À marcher sur le versant descendant de la vie, il arrive que les yeux intérieurs mènent aux berges de l’enfance, dans ce monde nourri de spectres, de fantaisies, d’abandons.

La voyageuse retrouve son cimetière. La boîte aux morts lui arrivait aux épaules à l’âge de quatre ans; aujourd’hui, à la cuisse. Ce qu’elle a grandi! Elle doit s’agenouiller pour porter son regard dans les cavités mystérieuses.

La septuagénaire recrée les pèlerinages, chamboulée par la résurgence de ses peines.

Une fleur de pissenlit, ratatinée, témoigne de son premier détachement. Elle l’avait bisoutée en guise d’adieu, avant de l’encastrer dans un trou de la brique.

Chaque jour se nourrissait d’une nouvelle sépulture : une feuille morte; une cocotte, une couleuvre; une roche trouvée près de l’eau; une rainette… En soustrayant de sa vue les êtres vivants ou les objets précieux, l’enfant noyait, dans les abîmes de son âme, les meurtrissures qui la dévoraient. Elle explorait la face cachée de la vie : un endroit où ses amis imaginaires l’accompagnant dans ses jeux seraient privés de son affection, de ses câlineries.

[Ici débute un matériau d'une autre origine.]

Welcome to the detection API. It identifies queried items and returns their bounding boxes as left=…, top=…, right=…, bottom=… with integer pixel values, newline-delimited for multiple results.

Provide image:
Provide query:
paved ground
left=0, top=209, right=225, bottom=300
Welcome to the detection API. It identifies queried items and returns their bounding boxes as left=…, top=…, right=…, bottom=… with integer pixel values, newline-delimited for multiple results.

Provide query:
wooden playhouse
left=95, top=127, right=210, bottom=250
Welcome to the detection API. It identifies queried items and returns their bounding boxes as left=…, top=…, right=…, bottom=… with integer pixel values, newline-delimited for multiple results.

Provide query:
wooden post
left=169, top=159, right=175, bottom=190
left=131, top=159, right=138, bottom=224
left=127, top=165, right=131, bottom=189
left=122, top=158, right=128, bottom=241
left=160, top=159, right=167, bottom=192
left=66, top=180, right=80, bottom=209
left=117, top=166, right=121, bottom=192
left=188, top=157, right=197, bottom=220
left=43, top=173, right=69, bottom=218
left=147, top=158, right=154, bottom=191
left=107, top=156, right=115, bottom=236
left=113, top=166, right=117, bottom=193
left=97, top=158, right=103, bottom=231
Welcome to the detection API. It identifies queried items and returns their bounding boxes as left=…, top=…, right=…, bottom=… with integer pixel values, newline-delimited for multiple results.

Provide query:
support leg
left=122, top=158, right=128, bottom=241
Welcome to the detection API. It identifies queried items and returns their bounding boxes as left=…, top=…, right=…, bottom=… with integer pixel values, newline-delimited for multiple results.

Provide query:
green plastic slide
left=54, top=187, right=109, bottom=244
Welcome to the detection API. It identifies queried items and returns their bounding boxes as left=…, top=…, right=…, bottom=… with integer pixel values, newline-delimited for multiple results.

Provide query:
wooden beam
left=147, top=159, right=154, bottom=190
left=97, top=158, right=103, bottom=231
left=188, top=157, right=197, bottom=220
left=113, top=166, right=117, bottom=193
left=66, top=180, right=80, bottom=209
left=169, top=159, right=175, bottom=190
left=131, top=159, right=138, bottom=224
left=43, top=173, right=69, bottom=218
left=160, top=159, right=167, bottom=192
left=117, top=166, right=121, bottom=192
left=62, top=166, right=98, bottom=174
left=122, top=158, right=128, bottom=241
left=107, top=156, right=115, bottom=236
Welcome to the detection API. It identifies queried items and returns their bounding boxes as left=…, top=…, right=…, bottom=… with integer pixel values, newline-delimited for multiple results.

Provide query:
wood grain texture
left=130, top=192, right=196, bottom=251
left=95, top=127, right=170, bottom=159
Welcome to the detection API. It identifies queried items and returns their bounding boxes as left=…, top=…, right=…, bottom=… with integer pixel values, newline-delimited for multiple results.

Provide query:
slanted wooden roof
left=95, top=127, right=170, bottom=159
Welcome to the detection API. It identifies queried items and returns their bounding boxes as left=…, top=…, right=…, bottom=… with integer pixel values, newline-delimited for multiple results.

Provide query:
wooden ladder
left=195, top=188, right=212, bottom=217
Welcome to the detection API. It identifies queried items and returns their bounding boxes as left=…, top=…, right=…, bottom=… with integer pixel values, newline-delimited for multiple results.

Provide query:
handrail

« C’est quoi sté barbouillages-là? » La voix, projetée sur les volutes de fumée échappées du fourneau de la pipe de son père, pétrifie l’enfant. Humiliée, elle abandonne les crayons. Ses dessins chiffonnés gisent entre des troncs d’arbre : un collier de larmes suspendu à un croissant de lune; un chat à trois pattes; une maison en flammes; un oiseau s’écrasant au sol. Le vent, le froid, l’infiltration d’eau auront délavé les couleurs, détrempé le papier, décharné à tout jamais la créativité de la fillette.

Le jour de ses sept ans, elle avait déposé sa première dent de lait dans une ouverture dentelée du grenier de son cimetière.

De même pour ses cheveux! La fillette avait retrouvé une mèche au pied de la boîte aux morts le lendemain de la catastrophe. Infestée de poux, la chevelure brune ondulée avait succombé à chaque coup de ciseaux comme l’arbre à chacun de la hache. L’enfant et le géant des bois enduraient une telle violence : l’arrachement à leur essence vitale!

La visiteuse tournoie autour de l’index une frange grise qui lui couvre l’œil gauche en étouffant de ses lèvres le chagrin qui l’envahit. Sa mère l’avait grondée en lui rasant la tête : « Arrête de pleurnicher, braillarde! Ça va pas te faire mourir! » Sa mère se trompait. L’enfant était morte à elle-même ce jour-là, aux fantaisies qui l’habitaient, aux personnages d’outre-tombe qui la visitaient dans ses sombres pensées.

Comment pouvait-elle encore se déplacer dans le monde des vivants après toutes ces années d’errance?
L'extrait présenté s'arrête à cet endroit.